Excelente texto (publicado en el diario español ELPAIS el 17 de febrero)...
ya sé que es un poco largo (además tendrían que leer primero el texto que
relata el suceso,... el primer enlace en azul)... pero, cuando se puede, es
importante (imprescindible) saber, tomar consciencia, de todo lo que puede
separar al ser humano de su humanidad.
Nosotros, los humanos verdaderos
¿Quién
estaba desnudo además del chico negro encadenado a un poste por unos
justiceiros?
Tuve que escuchar el
discurso del bien. El que relatan aquellos que encadenaron a un niño negro a un poste con un
candado de bicicleta en el barrio de Flamengo, en Río,
el 31 de enero. Aquellos que cortaron su oreja, que arrancaron sus ropas. El
que cuentan aquellos que defienden a los jóvenes blancos que torturaron el
joven negro. Yo sé que los hombres y las mujeres que evocan el derecho de
encadenar adolescentes negros en postes, cortarles la oreja y arrancarles la
ropa porque se proclaman hombres y mujeres de bien – y hombres y mujeres de
bien pueden hacer todo eso – están a mi alrededor. Me los encuentro en la
panadería, los saludo en el ascensor, les agradezco cuando me permiten
atravesar el paso de peatones. Ellos están ahí cuando conecto la televisión.
¿Pero qué es lo que dicen que es necesario escuchar?
El discurso del bien cabe
en pocas frases. El Estado es omiso. La policía está desmoralizada. La Justicia
falla. Ante esos hechos, y todos los hechos son siempre inquestionables en el
discurso del bien, atar a jóvenes negros en postes con candados de bicicleta,
cortarles la oreja y arrancarles la ropa es un derecho de legítima defensa de
los ciudadanos de bien. Si quisieran torturar un niño negro, como hicieron,
ellos pueden, asegura el bien. Si quisieran matarlo, ellos pueden, también. Y
algunos lo hacen. Los niños negros no son niños. No se necesita investigación,
no se necesita un juicio, no es precisa la ley. Los ciudadanos de bien lo
saben, porque son la ley. También son la justicia. El niño es un marginal, es
también un vagabundo, dice el bien. Y bandido bueno es bandido muerto,
garantiza el bien. Si tú no piensas así, el bien tiene algo que decirte: haga
un favor a Brasil, adopte un bandido. Simple, directo, objetivo.

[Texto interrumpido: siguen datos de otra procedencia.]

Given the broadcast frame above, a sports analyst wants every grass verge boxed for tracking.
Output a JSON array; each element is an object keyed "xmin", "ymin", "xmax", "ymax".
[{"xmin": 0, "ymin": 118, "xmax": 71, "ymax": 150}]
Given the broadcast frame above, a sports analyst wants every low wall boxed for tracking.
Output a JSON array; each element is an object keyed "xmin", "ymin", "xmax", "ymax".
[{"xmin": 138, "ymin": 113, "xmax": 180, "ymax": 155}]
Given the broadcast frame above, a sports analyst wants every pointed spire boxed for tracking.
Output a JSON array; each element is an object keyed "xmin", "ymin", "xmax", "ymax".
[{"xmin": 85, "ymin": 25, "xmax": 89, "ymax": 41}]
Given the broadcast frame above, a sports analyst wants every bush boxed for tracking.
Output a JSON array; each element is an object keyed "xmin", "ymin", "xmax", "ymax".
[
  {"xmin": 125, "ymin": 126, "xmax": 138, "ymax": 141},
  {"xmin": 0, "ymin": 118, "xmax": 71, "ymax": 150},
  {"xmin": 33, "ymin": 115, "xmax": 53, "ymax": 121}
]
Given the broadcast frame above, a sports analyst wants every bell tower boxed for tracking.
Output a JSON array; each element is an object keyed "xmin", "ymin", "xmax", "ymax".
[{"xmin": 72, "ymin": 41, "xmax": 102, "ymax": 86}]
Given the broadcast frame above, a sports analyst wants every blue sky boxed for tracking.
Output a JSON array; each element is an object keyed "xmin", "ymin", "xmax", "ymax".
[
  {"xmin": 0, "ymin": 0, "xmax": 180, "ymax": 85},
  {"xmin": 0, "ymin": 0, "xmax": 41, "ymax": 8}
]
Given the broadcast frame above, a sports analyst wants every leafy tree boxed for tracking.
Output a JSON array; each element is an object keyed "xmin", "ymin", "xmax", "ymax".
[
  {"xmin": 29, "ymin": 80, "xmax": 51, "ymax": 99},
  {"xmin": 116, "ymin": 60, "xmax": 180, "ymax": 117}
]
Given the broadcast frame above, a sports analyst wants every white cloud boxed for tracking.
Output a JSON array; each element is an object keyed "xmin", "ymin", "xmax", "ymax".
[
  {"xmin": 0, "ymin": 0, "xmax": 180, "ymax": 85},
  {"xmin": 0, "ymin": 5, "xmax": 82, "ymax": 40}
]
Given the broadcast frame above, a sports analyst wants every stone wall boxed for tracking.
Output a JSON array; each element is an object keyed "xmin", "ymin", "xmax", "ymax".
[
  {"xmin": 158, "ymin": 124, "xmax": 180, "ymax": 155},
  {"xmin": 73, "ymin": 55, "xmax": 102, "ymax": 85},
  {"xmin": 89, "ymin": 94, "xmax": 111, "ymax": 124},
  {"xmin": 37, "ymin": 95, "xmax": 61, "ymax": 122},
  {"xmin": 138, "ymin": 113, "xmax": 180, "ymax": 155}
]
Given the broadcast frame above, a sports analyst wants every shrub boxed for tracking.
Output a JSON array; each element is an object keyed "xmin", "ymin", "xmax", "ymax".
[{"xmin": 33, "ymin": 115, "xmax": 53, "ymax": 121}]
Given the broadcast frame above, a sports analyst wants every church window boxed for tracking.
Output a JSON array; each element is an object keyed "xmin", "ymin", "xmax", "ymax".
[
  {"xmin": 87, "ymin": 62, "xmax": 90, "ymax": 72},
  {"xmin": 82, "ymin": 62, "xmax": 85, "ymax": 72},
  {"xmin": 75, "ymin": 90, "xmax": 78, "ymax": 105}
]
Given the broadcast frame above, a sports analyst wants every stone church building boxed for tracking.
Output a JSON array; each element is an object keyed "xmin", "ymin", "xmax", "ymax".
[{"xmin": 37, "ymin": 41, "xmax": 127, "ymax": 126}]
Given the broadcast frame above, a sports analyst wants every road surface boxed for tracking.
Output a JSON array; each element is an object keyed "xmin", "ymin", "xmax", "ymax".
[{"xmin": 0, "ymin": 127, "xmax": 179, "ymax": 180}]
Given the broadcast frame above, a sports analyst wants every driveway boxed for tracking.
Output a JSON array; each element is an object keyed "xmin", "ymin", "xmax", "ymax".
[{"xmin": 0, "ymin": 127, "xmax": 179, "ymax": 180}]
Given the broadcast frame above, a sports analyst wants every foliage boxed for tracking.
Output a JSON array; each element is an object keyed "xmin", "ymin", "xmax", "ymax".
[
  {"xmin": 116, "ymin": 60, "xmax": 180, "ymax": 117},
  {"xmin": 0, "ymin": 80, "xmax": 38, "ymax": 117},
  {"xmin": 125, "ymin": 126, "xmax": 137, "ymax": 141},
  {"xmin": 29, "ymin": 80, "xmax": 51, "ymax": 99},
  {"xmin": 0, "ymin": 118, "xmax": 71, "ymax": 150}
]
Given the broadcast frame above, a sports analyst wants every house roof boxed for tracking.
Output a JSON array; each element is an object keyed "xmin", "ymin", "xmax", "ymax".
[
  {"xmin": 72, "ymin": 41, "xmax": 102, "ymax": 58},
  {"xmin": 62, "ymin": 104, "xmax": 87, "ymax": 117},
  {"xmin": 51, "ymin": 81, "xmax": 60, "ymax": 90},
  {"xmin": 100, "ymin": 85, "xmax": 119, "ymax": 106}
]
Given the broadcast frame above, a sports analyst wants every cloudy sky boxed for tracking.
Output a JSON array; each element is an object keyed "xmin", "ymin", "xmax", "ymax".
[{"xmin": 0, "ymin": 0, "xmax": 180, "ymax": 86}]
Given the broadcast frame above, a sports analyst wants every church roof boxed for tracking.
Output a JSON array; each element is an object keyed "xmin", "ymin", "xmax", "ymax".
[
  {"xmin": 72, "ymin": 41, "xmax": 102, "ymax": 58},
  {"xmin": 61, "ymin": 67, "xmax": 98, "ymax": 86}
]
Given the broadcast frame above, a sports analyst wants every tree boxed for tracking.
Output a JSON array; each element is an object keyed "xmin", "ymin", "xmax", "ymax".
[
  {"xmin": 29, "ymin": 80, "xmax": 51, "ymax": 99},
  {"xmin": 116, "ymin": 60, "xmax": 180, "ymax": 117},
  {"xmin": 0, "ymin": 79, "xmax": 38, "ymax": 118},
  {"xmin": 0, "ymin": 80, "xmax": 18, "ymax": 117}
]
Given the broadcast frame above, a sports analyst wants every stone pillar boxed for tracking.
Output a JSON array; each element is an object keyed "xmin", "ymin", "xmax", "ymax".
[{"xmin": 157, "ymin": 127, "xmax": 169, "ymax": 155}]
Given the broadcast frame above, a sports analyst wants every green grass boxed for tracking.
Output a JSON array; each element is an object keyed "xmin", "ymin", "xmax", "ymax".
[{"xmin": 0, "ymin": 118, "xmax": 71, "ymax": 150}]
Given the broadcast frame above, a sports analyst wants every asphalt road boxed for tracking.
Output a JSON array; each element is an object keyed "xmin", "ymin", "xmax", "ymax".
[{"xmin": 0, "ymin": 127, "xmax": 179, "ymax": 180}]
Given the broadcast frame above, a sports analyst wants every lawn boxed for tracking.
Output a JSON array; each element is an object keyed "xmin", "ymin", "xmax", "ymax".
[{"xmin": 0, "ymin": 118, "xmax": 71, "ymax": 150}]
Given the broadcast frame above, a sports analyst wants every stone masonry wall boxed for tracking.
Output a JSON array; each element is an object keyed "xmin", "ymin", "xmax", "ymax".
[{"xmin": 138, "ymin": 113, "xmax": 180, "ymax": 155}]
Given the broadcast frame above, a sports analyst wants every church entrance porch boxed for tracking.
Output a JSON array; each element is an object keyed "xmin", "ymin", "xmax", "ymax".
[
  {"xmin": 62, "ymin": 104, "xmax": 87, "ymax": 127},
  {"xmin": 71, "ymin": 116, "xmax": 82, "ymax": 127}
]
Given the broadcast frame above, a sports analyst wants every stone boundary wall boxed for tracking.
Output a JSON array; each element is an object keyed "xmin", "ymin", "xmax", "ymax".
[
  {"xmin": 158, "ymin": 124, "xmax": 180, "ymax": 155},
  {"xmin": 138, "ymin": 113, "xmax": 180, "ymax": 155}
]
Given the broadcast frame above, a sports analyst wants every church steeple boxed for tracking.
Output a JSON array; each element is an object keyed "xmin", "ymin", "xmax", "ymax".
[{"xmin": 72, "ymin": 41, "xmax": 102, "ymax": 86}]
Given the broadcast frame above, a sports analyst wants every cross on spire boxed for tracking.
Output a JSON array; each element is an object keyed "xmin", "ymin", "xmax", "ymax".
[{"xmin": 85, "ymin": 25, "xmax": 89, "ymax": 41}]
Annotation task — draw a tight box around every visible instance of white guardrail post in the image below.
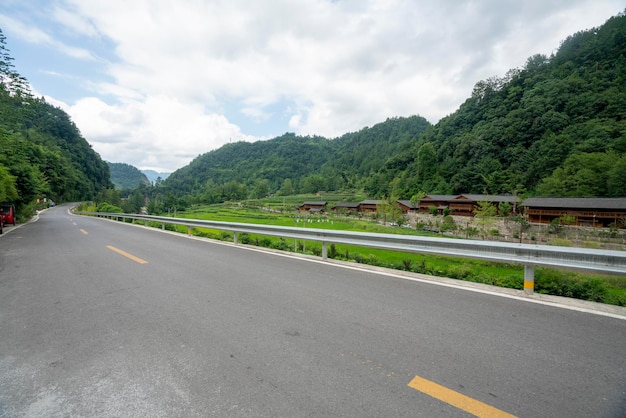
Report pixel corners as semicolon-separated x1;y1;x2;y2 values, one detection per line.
78;212;626;294
524;265;535;294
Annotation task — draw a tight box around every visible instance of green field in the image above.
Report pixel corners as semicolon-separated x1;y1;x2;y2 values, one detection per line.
150;196;626;306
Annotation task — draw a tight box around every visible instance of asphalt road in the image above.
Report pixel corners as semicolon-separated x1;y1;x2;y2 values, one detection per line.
1;204;625;417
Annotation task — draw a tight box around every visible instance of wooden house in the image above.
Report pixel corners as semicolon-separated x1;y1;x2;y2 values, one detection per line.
358;200;384;213
522;197;626;227
331;202;360;214
396;200;417;213
450;194;520;216
299;201;327;213
416;195;458;214
417;194;520;216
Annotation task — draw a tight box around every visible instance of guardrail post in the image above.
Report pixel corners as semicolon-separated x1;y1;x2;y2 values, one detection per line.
187;226;191;236
524;264;535;294
322;241;328;260
234;232;238;244
162;222;165;230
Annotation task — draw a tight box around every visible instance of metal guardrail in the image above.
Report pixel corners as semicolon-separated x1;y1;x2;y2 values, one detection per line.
77;211;626;294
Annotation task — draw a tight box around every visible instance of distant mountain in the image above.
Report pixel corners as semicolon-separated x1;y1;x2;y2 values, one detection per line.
142;169;170;183
161;116;431;201
107;162;150;189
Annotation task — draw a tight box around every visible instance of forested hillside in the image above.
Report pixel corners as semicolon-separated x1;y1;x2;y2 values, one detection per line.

El discurso
del bien se enorgullece de ser simple, se enorgullece de tener solo certezas.
La duda entorpece el bien. Y el bien no debe ser perturbado. ¿Y cómo dudar de
que encadenar a un niño negro a un poste por el cuello, cortarle la oreja y
arrancarle la ropa es el bien?
Encuentro una explicación
definitiva en el discurso de los justiceiros amplificado en las redes sociales.
Quien encadena a un joven negro a un poste, le corta un pedazo de oreja y le
arranca la ropa – y quienes defiende el derecho a hacer todo eso – son los
“verdaderos humanos”. Y también los “humanos verdaderos”.
Es una guerra, descubro,
entre humanos verdaderos y humanos falsos.
En este punto, tengo una
duda. Tal vez yo no sea una humana verdadera – o una verdadera humana –, porque
además de esa duda sobre la veracidad de mi humanidad, aún tengo otra. ¿Qué
vieron los humanos verdaderos – o verdaderos humanos – al arrancar la ropa del
niño negro? ¿Qué observaron al depararse con su desnudez? ¿Es posible que por
eso que arrancaron sus ropas, para probar que él no era humano? ¿Qué sucedió
cuando descubrieron que su cuerpo era igual al de ellos? ¿O no era? ¿Tal vez
fue en ese momento que le cortaron la oreja, para marcarlo como a un humano
falso, ya que Dios o la evolución no le habían providenciado esa diferencia en
el cuerpo? ¿O basta el color, como ya dijo un pastor evangélico dedicado a los
derechos humanos? Que perturbadora puede haber sido la desnudez del niño, al
convertirse en espejo de los justiceiros y dejarlos desnudos, mientras le
golpeaban con sus cascos.
¿Quién estaba desnudo en
esa escena?
Las dudas no hacen bien al
bien. Por asociación concluyo que también hay periodistas falsos y verdaderos.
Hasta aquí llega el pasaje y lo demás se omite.